Surface-active substance (SAS) films play an important role for an interpretation of remote sensing of the ocean surface. A review is presented of the results of the theoretical and experimental (as laboratory well as nature) studies. The physical properties of thin (monomolecular and composite) organic films on the water surface have been studied with accent on the main mechanical characteristics: film pressure and film elasticity (Young modules). These values are responsible for the variations of the dispersive properties of gravity-capillary waves, in particular, the growth of decrement of these waves with the film presence, and the appearance the second type of waves on the water surface covered by thin film-the Marangoni waves. Usually marine films are composed of organic molecules and their specific properties such as hysteresis, connection between the film elasticity and the concentration of the organic matter in the subsurface microlayer and the wind velocity have been observed. A mathematical model of surface film hysteresis is proposed.

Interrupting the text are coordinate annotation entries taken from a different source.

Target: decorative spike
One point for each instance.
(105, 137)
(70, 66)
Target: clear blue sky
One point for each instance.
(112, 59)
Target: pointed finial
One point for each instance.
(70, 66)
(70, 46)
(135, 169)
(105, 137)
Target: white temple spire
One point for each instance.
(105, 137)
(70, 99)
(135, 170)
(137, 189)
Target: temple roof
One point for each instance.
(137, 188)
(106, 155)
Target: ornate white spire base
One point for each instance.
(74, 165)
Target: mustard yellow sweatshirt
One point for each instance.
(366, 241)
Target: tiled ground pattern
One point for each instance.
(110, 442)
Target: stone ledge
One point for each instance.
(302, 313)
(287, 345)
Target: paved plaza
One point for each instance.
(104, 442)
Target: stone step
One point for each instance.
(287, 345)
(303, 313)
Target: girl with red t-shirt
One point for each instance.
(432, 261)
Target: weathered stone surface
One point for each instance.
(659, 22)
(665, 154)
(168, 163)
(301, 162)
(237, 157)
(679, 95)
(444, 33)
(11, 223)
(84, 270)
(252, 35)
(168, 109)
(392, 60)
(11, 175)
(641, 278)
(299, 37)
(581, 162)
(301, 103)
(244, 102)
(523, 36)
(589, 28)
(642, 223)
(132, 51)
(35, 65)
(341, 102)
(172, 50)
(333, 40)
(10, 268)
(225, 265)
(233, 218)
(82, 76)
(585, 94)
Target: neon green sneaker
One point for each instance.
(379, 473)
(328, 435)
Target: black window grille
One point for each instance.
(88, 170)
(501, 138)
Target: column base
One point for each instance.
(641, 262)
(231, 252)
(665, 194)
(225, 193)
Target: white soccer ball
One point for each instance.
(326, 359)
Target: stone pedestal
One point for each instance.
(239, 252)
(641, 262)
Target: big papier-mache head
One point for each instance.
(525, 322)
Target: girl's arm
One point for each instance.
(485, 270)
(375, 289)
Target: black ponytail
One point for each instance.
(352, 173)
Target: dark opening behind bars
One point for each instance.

The exact dispersion relations for linear waves on a fluid surface covered by a film have been obtained and calculated numerically for a wide range of the viscosity and elasticity. The nonlinear theory of the surfactant film effects on short wind ripple within the kinetic equation for the wind wave spectrum is proposed and the results of corresponding field and laboratory tests are reported. The theory of the surface manifestation of internal waves due to surfactant films based on a nonlinear model of the interaction between short wind waves and the current field induced by internal waves, taking into account real properties of the surfactants, is developed.